Obésité juvénile : pour la première fois, le surpoids dépasse la faim dans le monde
Selon un rapport alarmant de l'Unicef publié ce 9 septembre, l'obésité est désormais la première forme de malnutrition chez les 5-19 ans, devant la sous-nutrition. Un phénomène mondial amplifié par la malbouffe, qui touche sévèrement les territoires français d'Outre-mer.
2025 marque une rupture sans précédent. " Pour la première fois, la prévalence mondiale de l'obésité chez les enfants et adolescents en âge scolaire dépasse celle de l'insuffisance pondérale (9,4 % contre 9,2 %)", alerte Catherine Russell, patronne de l'Unicef. Ce renversement de la tendance est le fruit de deux courbes inverses : si la sous-nutrition recule lentement, le surpoids, lui, s'envole. En 2022, les nombre d'enfants en surpoids dans le monde était de 391 millions. Le nombre d'enfants et d'ados obèses a plus que doublé en 20 ans, passant de 3 % en 2000 à 8 % en 2022, soit 163 millions de jeunes en situation d'obésité.
Premier coupable désigné par l'agence onusienne : l'industrie des aliments ultra transformés et son marketing agressif. Les enfants " sont bombardés par le marketing alimentaire malsain ", y compris à l'école, dénonce Katherine Shats, co-auteure du rapport. Ces produits, souvent moins chers et plus accessibles que les aliments frais, envahissent les régimes alimentaires. L'Unicef insiste : la faute n'incombe pas aux familles, mais à un " échec de la société ", et balaye le " mythe " selon lequel le sport seul pourrait contrer les effets de cette malbouffe.

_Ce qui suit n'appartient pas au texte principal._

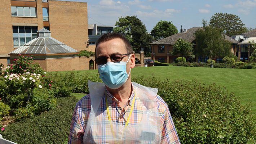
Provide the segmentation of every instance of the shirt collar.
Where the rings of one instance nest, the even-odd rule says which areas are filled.
[[[128,99],[128,103],[130,106],[132,106],[132,100],[133,99],[133,97],[135,96],[134,90],[133,89],[133,86],[132,85],[132,83],[131,82],[131,85],[132,85],[132,94]],[[110,102],[110,103],[112,103],[113,102],[115,102],[116,104],[119,104],[120,102],[116,98],[115,98],[114,96],[113,96],[106,89],[106,94],[107,95],[107,99],[109,102]]]

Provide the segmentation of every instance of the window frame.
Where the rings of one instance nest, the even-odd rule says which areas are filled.
[[[160,49],[163,48],[163,50],[161,50]],[[164,53],[165,46],[164,45],[159,45],[158,46],[158,53]]]
[[[13,33],[13,27],[18,27],[18,33]],[[20,28],[19,27],[24,27],[24,33],[20,33],[19,31],[20,31]],[[28,33],[28,32],[26,32],[26,27],[30,27],[30,32]],[[38,28],[37,27],[37,26],[13,26],[13,47],[14,48],[19,48],[21,46],[23,46],[24,45],[21,45],[21,38],[24,38],[25,40],[25,44],[26,44],[27,42],[28,42],[29,41],[31,41],[33,40],[33,39],[36,39],[37,37],[37,36],[33,36],[33,34],[36,34],[37,35],[37,34],[36,33],[35,33],[35,32],[32,32],[32,27],[36,27],[36,29],[37,30],[38,30]],[[14,36],[14,35],[18,35],[17,36],[16,35],[15,36]],[[23,35],[24,36],[20,36],[21,35]],[[28,35],[29,34],[31,34],[31,36],[26,36],[27,35]],[[30,41],[27,41],[27,38],[31,38],[31,40]],[[18,45],[17,46],[17,45],[14,45],[14,38],[18,38]]]
[[[12,15],[12,8],[16,7],[16,15]],[[19,13],[18,11],[18,7],[22,8],[23,10],[23,15],[19,15]],[[30,16],[25,15],[25,8],[29,8],[29,14]],[[35,16],[31,16],[31,8],[34,8],[35,9]],[[37,18],[37,15],[36,13],[36,8],[34,7],[29,7],[29,6],[11,6],[11,13],[12,17],[28,17],[28,18]]]

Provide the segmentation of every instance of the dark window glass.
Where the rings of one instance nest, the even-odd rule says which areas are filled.
[[[19,26],[19,33],[25,33],[25,27]]]
[[[164,53],[164,46],[158,46],[158,53]]]
[[[18,30],[18,26],[13,26],[13,33],[18,33],[19,32]]]
[[[47,30],[48,31],[50,30],[50,29],[49,29],[49,27],[44,27],[44,28],[46,29],[46,30]]]
[[[32,30],[32,33],[36,33],[37,31],[37,27],[31,27],[31,28]]]

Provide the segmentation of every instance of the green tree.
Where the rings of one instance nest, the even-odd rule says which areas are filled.
[[[252,41],[252,42],[249,41],[251,43],[250,46],[250,50],[252,51],[252,54],[250,56],[250,60],[251,62],[255,62],[256,61],[256,43],[254,42],[254,41]]]
[[[172,22],[160,21],[151,31],[151,33],[157,39],[164,38],[178,33],[177,28]]]
[[[123,34],[129,40],[133,50],[138,52],[141,48],[148,51],[149,44],[152,37],[147,32],[146,27],[135,15],[127,16],[119,18],[116,22],[114,32]]]
[[[176,41],[173,48],[173,51],[170,53],[173,55],[180,54],[182,56],[182,62],[183,58],[185,57],[189,56],[193,59],[195,58],[192,52],[193,44],[181,38],[179,38]]]
[[[220,57],[230,56],[230,43],[226,40],[222,30],[209,25],[203,20],[203,27],[195,33],[197,49],[195,53],[198,56],[206,56],[211,60]]]
[[[228,36],[240,35],[247,31],[238,16],[227,13],[216,13],[211,18],[210,23],[214,27],[222,29]]]

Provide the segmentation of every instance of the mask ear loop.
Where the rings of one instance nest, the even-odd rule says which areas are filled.
[[[127,64],[127,63],[128,63],[128,62],[129,62],[129,60],[130,59],[130,58],[131,58],[131,55],[131,55],[131,54],[130,54],[130,56],[129,57],[129,58],[128,58],[128,60],[127,60],[127,61],[126,62],[126,63],[125,63],[125,65],[126,65],[126,64]],[[128,74],[128,76],[129,76],[129,75],[130,75],[130,73],[131,73],[131,68],[130,68],[130,72],[129,72],[129,73]]]

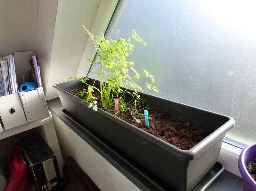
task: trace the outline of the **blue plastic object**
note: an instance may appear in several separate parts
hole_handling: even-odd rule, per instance
[[[20,92],[27,91],[36,89],[37,88],[38,88],[38,86],[36,83],[28,82],[24,83],[20,86],[19,88],[19,91]]]

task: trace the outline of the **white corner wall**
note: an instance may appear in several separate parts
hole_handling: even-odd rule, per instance
[[[39,0],[0,0],[0,56],[36,50]]]
[[[58,96],[52,88],[76,74],[100,0],[59,1],[52,49],[46,98]]]
[[[58,0],[39,1],[37,51],[45,94],[48,82],[58,4]]]
[[[140,190],[60,119],[52,114],[63,159],[72,156],[102,191]]]

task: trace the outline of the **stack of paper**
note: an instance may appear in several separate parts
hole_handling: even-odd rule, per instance
[[[32,58],[29,61],[30,64],[33,69],[36,77],[36,81],[38,87],[41,87],[42,83],[41,82],[41,77],[40,74],[40,68],[39,67],[39,61],[38,56],[34,54],[32,55]]]
[[[11,55],[0,58],[0,97],[18,92],[14,59]]]

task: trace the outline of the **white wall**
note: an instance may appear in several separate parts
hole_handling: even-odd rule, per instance
[[[43,87],[46,93],[58,0],[40,0],[37,54]]]
[[[0,1],[0,55],[36,50],[39,0]]]
[[[62,0],[57,10],[46,99],[57,97],[52,86],[77,73],[100,0]]]
[[[140,190],[54,114],[63,159],[72,157],[102,191]]]

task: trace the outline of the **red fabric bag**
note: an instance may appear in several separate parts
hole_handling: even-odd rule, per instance
[[[21,154],[20,146],[15,146],[9,155],[10,180],[4,191],[29,191],[27,163]]]

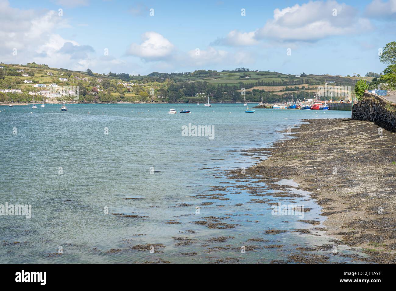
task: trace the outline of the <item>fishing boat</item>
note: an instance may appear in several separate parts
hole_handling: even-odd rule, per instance
[[[317,100],[312,103],[312,106],[311,106],[311,110],[319,110],[322,105],[322,102]]]
[[[249,107],[246,107],[246,110],[245,111],[245,113],[254,113],[254,110],[249,110]]]
[[[209,106],[209,107],[212,107],[212,105],[210,105],[210,103],[209,103],[209,94],[208,94],[208,103],[206,103],[205,104],[204,104],[204,106]]]
[[[37,107],[34,104],[34,92],[33,92],[33,106],[32,107],[32,108],[34,109],[37,108]]]

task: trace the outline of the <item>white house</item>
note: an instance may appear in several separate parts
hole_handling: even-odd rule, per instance
[[[3,93],[22,93],[22,90],[20,89],[0,89],[0,92]]]

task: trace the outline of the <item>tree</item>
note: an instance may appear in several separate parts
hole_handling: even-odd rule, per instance
[[[379,59],[383,64],[396,64],[396,42],[391,42],[386,44]]]
[[[361,79],[356,82],[356,86],[355,86],[355,96],[358,100],[360,100],[363,98],[364,90],[368,88],[368,85],[364,80]]]
[[[384,74],[381,76],[381,83],[388,84],[387,87],[391,90],[396,90],[396,64],[388,66],[384,70]]]

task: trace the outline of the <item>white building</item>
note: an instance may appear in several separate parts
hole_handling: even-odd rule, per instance
[[[22,90],[20,89],[0,89],[0,92],[3,93],[13,93],[22,94]]]

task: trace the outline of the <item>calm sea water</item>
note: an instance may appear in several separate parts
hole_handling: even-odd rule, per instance
[[[168,114],[172,107],[177,114]],[[244,204],[252,196],[233,189],[237,183],[223,175],[227,169],[257,162],[241,151],[270,146],[285,135],[288,126],[301,123],[303,119],[347,118],[350,112],[256,109],[254,114],[247,114],[237,104],[209,108],[196,105],[72,105],[67,112],[61,112],[60,107],[0,107],[0,204],[31,204],[32,213],[30,219],[0,216],[0,263],[160,259],[204,263],[225,258],[266,262],[286,259],[299,246],[328,243],[329,238],[324,236],[263,234],[269,228],[312,226],[297,222],[296,217],[272,216],[267,205],[234,206]],[[191,113],[178,113],[182,108]],[[182,126],[189,123],[213,126],[214,138],[183,136]],[[108,134],[105,134],[107,129]],[[283,132],[278,132],[280,129]],[[221,183],[225,182],[230,183],[223,196],[229,200],[192,197],[208,194],[206,190],[211,187],[224,186]],[[313,209],[304,219],[324,220],[318,216],[319,207],[307,197],[303,198],[305,207]],[[123,199],[127,198],[143,199]],[[196,213],[196,207],[206,201],[215,203],[202,207],[200,214]],[[105,207],[109,214],[105,213]],[[190,223],[230,213],[234,216],[227,223],[237,224],[234,228],[212,229]],[[244,216],[246,215],[249,216]],[[286,220],[291,223],[282,222]],[[180,223],[166,223],[172,221]],[[220,236],[234,238],[223,243],[207,241]],[[177,245],[180,241],[172,238],[181,236],[193,240],[188,245]],[[270,241],[248,244],[284,246],[262,247],[246,254],[234,249],[247,243],[248,239],[257,238]],[[158,243],[165,247],[157,248],[154,253],[128,248]],[[209,249],[220,246],[224,249]],[[51,256],[59,247],[63,254]],[[108,252],[112,249],[121,251]],[[197,253],[181,255],[187,253]],[[347,260],[333,257],[337,257],[331,258],[333,261]]]

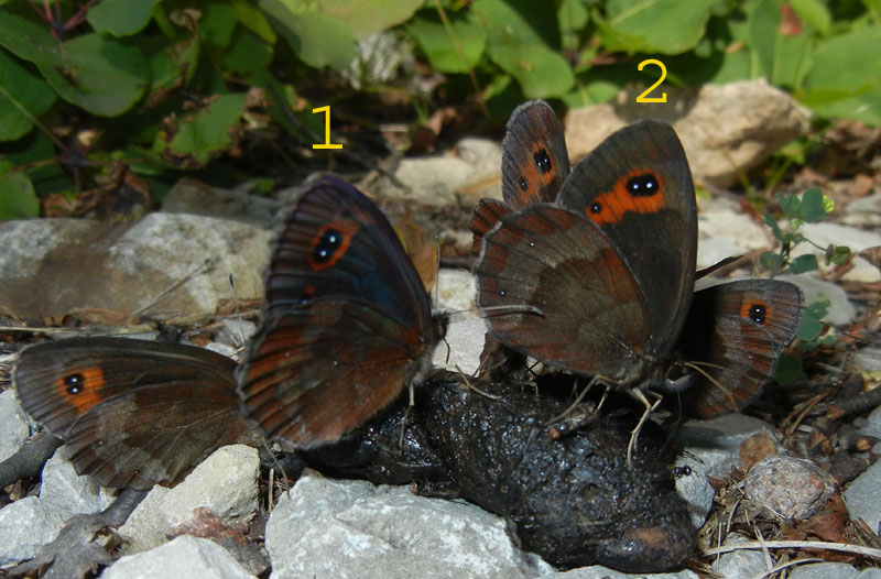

La Guadeloupe, miroir d'une crise sanitaire mondiale
Ce phénomène global trouve un écho particulièrement criant en Guadeloupe, où l'obésité est un enjeu majeur de santé publique. Les chiffres sont alarmants : un Guadeloupéen sur deux est touché par le surpoids, avec une prévalence de l'obésité de 23 % chez les adultes, bien au-dessus de la moyenne hexagonale (15 %). Une enquête de 2016 pointe une situation tout aussi préoccupante chez les jeunes : près d'un enfant sur cinq (3-15 ans) présente un excès de poids, avec 15 % en surpoids et 9 % déjà obèses. Ces statistiques confirment une tendance déjà observée depuis plusieurs décennies. Dès 2008, l'étude Podium3 relevait que 22,6 % des enfants guadeloupéens de 5 à 14 ans présentaient un excès de poids, avec 7,2 % d'obésité. L'enquête Kannari, menée en 2013, pointait des chiffres similaires. Autrement dit, malgré la prise de conscience, la situation ne s'est pas significativement améliorée.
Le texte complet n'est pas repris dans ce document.